Final answer:
The differential equation for a skydiver's velocity after deploying a parachute is derived from Newton's second law and the air resistance relation, which leads to the equation dv/dt = g - (b/m)v. The skydiver's speed when the parachute opens can be calculated using the kinematic equation v = u + at, considering the time of free fall and acceleration due to gravity.
Step-by-step explanation:
To set up differential equations for velocity and position of a skydiver, we consider Newton's second law of motion, which states that the force applied on a body is equal to the mass of the body multiplied by its acceleration (F = ma). For a skydiver of mass m = 65.0 kg and air resistance FD = -bv where b = 68.0 kg/s, the differential equation for velocity when the parachute is open can be written as ma = mg - bv. This simplifies to dv/dt = g - (b/m)v, which describes how the velocity v changes over time t. The position equation is derived from the integration of the velocity.

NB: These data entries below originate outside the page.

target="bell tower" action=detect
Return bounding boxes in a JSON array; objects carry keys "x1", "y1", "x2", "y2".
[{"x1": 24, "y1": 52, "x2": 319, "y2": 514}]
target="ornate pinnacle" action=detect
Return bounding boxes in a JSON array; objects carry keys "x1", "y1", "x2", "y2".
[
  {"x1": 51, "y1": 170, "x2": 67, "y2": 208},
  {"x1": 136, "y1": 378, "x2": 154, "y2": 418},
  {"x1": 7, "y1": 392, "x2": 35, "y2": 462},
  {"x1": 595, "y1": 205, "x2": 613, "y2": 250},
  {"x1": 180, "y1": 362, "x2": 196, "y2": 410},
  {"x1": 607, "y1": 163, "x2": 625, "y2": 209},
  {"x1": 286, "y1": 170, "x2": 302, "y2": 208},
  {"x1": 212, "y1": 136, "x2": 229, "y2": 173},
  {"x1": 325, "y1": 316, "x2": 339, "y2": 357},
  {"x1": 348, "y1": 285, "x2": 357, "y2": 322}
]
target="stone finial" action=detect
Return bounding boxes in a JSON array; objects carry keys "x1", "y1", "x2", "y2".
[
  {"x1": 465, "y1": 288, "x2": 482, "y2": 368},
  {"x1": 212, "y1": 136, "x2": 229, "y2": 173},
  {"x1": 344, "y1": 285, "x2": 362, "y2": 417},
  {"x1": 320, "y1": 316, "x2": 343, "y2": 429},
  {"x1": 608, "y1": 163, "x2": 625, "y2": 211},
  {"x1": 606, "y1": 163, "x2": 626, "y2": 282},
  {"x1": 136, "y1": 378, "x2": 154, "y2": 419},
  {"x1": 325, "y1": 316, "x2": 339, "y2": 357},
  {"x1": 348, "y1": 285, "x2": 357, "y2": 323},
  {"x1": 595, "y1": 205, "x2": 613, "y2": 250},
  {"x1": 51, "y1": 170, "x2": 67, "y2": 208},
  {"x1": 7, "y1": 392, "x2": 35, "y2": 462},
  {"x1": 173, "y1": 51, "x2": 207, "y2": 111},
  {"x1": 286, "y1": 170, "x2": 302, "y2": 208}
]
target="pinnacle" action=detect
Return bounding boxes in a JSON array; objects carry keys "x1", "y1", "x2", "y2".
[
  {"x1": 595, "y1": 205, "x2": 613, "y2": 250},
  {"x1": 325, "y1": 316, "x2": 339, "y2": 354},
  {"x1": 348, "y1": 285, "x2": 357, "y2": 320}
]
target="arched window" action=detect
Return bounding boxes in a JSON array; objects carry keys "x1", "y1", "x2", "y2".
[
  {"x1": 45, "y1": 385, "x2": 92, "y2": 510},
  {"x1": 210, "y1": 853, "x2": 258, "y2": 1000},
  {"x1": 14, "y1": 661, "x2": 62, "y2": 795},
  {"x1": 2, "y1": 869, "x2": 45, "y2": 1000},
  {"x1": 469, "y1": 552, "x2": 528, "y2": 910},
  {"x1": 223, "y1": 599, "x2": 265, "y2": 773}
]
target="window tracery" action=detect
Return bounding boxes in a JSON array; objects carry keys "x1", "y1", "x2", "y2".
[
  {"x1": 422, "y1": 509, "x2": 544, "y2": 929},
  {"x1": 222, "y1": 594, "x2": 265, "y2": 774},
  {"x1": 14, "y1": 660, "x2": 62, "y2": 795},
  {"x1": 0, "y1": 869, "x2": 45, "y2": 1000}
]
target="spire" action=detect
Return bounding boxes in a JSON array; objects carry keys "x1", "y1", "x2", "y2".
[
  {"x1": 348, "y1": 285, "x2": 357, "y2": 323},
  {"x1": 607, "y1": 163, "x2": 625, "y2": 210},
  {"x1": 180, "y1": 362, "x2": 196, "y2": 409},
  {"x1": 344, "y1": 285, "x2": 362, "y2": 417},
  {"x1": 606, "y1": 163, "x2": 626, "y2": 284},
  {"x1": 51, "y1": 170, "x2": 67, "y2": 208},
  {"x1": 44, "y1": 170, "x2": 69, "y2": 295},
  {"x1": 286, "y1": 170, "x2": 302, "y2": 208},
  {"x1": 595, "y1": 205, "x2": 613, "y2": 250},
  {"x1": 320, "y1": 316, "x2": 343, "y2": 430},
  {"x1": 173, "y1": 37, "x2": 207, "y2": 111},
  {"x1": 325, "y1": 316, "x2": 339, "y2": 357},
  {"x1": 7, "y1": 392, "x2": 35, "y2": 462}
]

To find the speed of the skydiver when the parachute opens, we can use the kinematic equation v = u + at, where u is the initial velocity (0 m/s for a stationary jump), a is the acceleration due to gravity (approximately 9.81 m/s2), and t is the time of free fall (9.3 seconds). Thus, the speed is v = 0 + (9.81 m/s2) * (9.3 s) which gives us the speed of the skydiver at the moment the parachute is deployed.